Is this poster a relic from a distant past that has no meaning for us today, or is it a reminder of what can happen to anyone who takes their freedoms lightly?
Given the rancor and aggressiveness of today’s militant secularists, that is a question all Christians should ask themselves.
This poster and 39 others like it were exhibited at the Protect Freedom of Religion event at the Cathedral Basilica of the Immaculate Conception in Denver this weekend. According to an interivew Father Doug Grandon, the priest who first discovered the posters, gave to CNA, the posters
” … remind us that societies can turn very deadly when you have a kind of radical secularism which manifests in an anti-Christian attitude … you see it in all its ugliness through the lens of these posters.”

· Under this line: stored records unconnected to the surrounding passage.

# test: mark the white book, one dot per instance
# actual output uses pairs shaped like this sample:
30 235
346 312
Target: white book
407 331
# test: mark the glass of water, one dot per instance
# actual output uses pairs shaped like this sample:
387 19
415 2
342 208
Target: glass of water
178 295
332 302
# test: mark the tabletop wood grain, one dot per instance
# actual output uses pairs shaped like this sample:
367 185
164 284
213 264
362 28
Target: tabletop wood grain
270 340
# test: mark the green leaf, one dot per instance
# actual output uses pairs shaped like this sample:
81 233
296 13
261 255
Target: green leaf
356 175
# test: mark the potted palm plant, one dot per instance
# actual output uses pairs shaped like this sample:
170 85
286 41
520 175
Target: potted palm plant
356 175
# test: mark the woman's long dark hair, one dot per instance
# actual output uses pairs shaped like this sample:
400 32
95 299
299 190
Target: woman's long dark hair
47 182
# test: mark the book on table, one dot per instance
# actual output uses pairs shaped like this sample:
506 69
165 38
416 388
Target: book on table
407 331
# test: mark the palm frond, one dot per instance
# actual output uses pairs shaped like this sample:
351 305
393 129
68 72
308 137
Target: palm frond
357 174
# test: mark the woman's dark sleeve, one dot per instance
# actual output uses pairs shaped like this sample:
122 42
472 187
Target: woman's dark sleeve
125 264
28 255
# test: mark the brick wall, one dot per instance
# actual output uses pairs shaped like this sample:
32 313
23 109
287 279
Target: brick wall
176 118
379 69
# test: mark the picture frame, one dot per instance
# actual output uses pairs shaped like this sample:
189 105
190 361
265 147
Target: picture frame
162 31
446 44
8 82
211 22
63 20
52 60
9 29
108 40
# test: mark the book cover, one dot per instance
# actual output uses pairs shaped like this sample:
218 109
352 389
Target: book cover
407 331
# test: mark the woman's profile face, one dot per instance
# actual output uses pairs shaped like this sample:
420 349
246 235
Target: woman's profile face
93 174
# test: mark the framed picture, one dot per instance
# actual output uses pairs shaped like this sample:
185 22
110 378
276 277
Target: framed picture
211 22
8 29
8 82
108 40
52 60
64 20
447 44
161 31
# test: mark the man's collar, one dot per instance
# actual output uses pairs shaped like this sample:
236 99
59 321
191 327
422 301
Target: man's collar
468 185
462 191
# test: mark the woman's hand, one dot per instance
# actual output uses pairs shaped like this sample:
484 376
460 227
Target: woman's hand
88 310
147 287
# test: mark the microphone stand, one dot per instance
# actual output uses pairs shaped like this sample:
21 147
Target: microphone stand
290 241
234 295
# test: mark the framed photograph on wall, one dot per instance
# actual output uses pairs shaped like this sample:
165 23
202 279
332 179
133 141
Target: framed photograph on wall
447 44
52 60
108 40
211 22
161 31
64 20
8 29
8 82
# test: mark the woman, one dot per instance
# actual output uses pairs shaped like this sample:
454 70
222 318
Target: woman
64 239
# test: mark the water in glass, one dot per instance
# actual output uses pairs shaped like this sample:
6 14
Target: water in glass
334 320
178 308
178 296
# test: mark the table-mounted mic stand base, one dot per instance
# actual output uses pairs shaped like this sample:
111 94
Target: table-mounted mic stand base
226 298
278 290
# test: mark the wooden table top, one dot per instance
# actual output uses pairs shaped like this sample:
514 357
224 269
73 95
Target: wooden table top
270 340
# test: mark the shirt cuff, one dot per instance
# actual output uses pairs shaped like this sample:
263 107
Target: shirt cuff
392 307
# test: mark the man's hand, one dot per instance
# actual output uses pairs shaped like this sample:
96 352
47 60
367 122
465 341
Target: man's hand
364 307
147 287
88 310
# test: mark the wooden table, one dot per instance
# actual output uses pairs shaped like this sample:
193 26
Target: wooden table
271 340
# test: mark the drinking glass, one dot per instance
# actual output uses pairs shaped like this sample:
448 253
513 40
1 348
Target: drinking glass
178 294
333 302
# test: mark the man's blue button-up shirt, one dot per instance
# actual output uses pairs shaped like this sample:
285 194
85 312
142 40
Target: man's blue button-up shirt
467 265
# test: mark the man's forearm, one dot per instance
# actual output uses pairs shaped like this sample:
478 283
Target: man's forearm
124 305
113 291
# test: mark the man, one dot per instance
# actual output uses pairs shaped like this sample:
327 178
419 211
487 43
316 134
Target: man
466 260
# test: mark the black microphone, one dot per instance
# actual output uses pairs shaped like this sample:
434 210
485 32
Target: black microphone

Father Grandon “believes the posters are important for Coloradans to see because they “give us a warning that this could happen again. Where you have a disrespect for the freedom of religion, a rampant kind of secularism, this could happen again.”
“If we forget these horrific historical examples, and if we become lethargic in our political involvement, our prayers, in our practice of religion, our culture could be lost. It could happen even here.”
The CNA article says in part:
The October 1917 revolution in Russia led to the atheistic, communist government of the Soviet Union which hoped to eradicate religion, and in particular the Catholic Church, from its empire.
To do this, the government produced thousands of different propaganda posters which denigrated Christianity and which the Soviet Central Committee described in 1931 as “a powerful tool in the reconstruction of the individual, his ideology, his way of life, his economic activity.”
Between 1919 and 1922, 7.5 million of these posters were distributed in the Soviet Union. As many as 250,000 copies of a given poster could be made in the 1930s. The propaganda posters continued to be made through 1983.
The posters showing the Bolshevik worldview fall into three basic categories: icons of the worker, women, and the enemy. The Soviet government also produced anti-religious cartoons and postcards.